A sufficient supply of colostral antibodies within the first hours of life is crucial for the development and the health status in young calves. It is rational to examine the immunoglobulin uptake of single animals, but particularly on a herd basis, during herd controls and consultations.
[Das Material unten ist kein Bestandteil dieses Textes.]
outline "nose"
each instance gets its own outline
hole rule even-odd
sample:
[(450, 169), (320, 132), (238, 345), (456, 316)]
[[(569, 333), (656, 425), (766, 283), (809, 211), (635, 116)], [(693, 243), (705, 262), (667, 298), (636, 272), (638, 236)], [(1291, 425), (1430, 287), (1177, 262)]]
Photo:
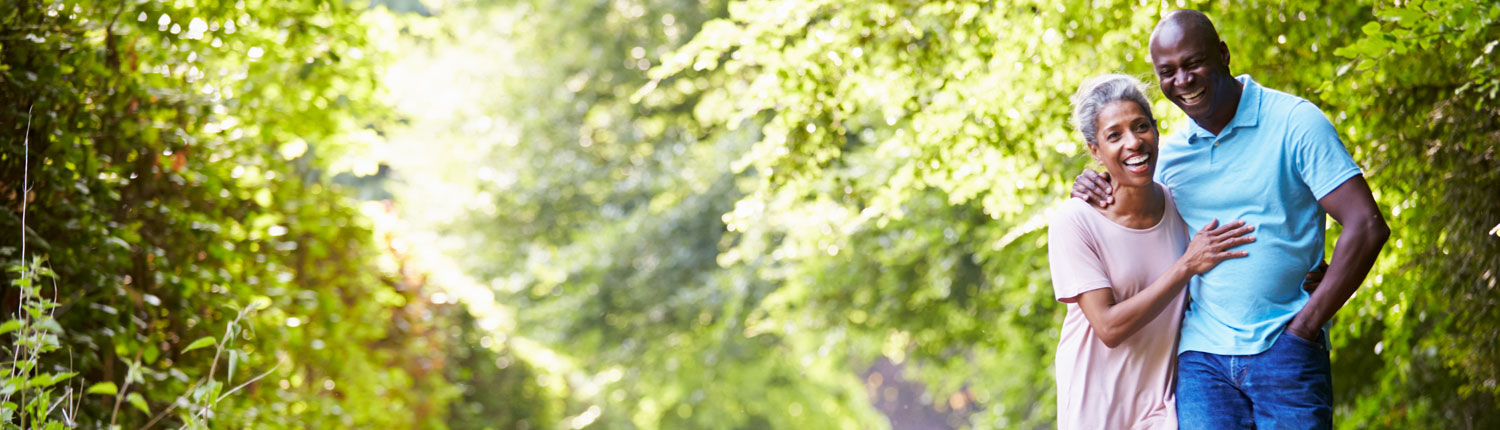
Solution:
[(1125, 140), (1123, 143), (1124, 149), (1126, 151), (1139, 150), (1141, 149), (1142, 144), (1141, 137), (1136, 135), (1135, 133), (1125, 133)]
[(1191, 86), (1193, 82), (1198, 81), (1197, 77), (1194, 77), (1192, 73), (1187, 72), (1177, 72), (1177, 76), (1174, 76), (1173, 79), (1177, 80), (1174, 86), (1178, 88)]

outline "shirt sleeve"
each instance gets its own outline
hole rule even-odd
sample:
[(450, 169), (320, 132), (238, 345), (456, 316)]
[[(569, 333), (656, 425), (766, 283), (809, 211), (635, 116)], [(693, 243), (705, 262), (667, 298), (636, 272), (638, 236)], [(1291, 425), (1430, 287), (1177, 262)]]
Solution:
[(1047, 260), (1052, 266), (1052, 292), (1059, 302), (1075, 303), (1085, 292), (1109, 288), (1109, 277), (1092, 237), (1082, 228), (1076, 210), (1064, 204), (1047, 228)]
[(1311, 102), (1302, 101), (1292, 108), (1288, 118), (1293, 145), (1293, 166), (1302, 182), (1321, 200), (1344, 181), (1359, 175), (1359, 165), (1349, 156), (1338, 130)]

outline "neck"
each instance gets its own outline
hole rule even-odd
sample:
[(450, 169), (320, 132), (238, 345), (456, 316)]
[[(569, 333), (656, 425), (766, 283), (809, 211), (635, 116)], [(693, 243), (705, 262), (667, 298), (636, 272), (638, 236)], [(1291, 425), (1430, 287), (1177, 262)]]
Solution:
[(1110, 181), (1114, 188), (1115, 203), (1105, 210), (1105, 215), (1120, 225), (1130, 228), (1150, 228), (1161, 221), (1166, 212), (1165, 195), (1155, 182), (1145, 185), (1122, 185)]
[(1223, 85), (1229, 91), (1224, 95), (1224, 103), (1218, 106), (1218, 110), (1209, 112), (1207, 118), (1193, 118), (1193, 122), (1198, 123), (1199, 127), (1203, 127), (1214, 136), (1218, 136), (1219, 132), (1224, 131), (1224, 127), (1228, 127), (1229, 122), (1234, 120), (1235, 112), (1240, 110), (1240, 97), (1245, 94), (1245, 84), (1240, 83), (1238, 79), (1230, 80), (1234, 84)]

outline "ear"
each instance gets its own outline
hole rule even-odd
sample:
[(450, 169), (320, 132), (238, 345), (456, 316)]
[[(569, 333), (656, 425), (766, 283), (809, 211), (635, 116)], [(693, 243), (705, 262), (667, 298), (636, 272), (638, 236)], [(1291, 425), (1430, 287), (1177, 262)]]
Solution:
[(1219, 55), (1223, 56), (1224, 67), (1229, 67), (1229, 44), (1219, 41)]
[(1090, 145), (1087, 141), (1085, 141), (1083, 142), (1083, 146), (1089, 147), (1089, 156), (1094, 157), (1095, 163), (1099, 163), (1101, 165), (1104, 164), (1104, 161), (1099, 159), (1099, 145)]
This enables economical calf rearing in accordance with animal welfare. Because of the costly, laboratory-dependent and in part time-consuming direct measurement of the absorbed immunoglobulins using radial immunodiffusion (RID) or ELISA, multiple studies attempted to develop indirect methods, which would be affordable and operational in the field. These aim to draw an inference for the absorbed quantity of colostral antibodies based on other correlated parameters. Multiple validations showed in part significant differences between various methods concerning specificity and sensitivity in comparison to the direct methods. In addition to RID and ELISA, this article presents the measurement of the γ-glutamyltransferase (GGT) activity, the determination of the total serum protein concentration using refractometry and the zinc sulphate turbidity test, and describes the advantages and disadvantages of their application. Refractory measurement and determination of the GGT activity represent a valuable alternative to a laboratory-dependent immunoglobulin G measurement. Nevertheless, there is no ideal rapid test method, such that several influencing factors have to be considered.